È partito dalla sede dell’Anolf di via Bernardino Luini un fax diretto all’emittente araba Al Jazeera con la richiesta (scritta in arabo) di liberazione dei tre ostaggi italiani in Iraq. M’hammed Savajh, presidente dell’associazione commercianti e lavoratori marocchini di Varese e provincia, si rivolge ai sequestratori e chiede una risposta precisa al suo appello che è ispirato dalla esperienza diretta di chi vive e lavora in Italia. «Noi – dice M’hammed - possiamo constatare ogni giorno che la grande maggioranza degli italiani è vicina ai nostri problemi e vuole la pace sia in Iraq che in Palestina». 

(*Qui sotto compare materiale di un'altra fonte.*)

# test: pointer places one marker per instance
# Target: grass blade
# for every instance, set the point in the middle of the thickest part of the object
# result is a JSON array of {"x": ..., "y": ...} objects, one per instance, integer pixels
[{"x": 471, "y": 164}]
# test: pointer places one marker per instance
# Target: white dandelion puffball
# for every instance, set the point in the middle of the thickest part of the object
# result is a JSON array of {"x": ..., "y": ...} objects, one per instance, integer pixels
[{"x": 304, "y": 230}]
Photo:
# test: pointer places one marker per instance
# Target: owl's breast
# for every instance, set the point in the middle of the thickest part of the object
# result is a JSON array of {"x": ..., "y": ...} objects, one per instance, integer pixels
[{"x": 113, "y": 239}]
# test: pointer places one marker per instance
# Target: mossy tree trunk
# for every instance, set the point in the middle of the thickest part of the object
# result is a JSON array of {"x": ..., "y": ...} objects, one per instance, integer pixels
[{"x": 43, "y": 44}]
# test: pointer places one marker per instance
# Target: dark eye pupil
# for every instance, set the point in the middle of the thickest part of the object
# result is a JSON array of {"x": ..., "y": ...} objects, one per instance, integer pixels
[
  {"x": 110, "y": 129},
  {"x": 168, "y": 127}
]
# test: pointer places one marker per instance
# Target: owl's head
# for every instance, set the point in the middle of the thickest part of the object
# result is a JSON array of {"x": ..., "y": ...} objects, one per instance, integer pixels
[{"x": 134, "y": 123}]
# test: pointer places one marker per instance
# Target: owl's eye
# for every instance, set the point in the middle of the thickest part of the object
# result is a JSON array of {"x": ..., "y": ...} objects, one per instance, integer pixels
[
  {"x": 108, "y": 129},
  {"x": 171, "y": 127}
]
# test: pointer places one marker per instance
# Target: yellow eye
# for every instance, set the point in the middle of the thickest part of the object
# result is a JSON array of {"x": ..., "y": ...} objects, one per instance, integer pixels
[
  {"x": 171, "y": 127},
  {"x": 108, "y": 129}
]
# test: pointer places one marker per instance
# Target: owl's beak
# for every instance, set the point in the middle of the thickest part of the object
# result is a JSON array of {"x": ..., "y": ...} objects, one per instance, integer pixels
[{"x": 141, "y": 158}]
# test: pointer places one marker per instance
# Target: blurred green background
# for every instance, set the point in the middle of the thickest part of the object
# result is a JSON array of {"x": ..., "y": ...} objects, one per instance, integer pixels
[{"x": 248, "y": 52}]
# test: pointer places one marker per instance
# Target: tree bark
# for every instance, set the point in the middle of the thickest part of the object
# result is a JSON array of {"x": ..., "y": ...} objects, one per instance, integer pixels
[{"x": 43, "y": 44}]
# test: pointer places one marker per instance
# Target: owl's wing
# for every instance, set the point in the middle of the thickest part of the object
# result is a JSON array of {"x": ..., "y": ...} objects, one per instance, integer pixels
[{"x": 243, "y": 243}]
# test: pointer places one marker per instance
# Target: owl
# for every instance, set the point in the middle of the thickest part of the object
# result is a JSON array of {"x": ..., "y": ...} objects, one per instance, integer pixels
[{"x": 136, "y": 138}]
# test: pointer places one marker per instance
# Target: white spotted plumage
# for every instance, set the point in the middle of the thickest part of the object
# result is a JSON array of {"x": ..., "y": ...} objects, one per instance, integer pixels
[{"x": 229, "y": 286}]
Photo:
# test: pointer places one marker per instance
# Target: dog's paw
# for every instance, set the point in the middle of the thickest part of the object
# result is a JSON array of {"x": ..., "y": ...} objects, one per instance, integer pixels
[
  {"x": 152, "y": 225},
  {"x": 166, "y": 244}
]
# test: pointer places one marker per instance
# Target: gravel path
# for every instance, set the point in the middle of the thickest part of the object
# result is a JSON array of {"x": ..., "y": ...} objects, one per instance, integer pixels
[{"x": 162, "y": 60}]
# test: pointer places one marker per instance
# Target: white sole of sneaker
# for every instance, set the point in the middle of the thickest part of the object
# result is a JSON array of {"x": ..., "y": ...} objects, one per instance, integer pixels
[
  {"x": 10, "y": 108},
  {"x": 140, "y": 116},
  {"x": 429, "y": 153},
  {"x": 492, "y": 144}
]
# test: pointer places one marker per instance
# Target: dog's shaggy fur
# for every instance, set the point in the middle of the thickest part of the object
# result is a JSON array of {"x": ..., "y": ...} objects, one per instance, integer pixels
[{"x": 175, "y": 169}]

Nell’appello si fa un preciso riferimento alla parola e agli insegnamenti del profeta Maometto «che sempre ci ha chiesto di trattare generosamente i prigionieri e di liberarli il più presto possibile», parole che rendono la richiesta ancora più accorata per un rilascio che «non è dimostrazione né di paura né di codardia». 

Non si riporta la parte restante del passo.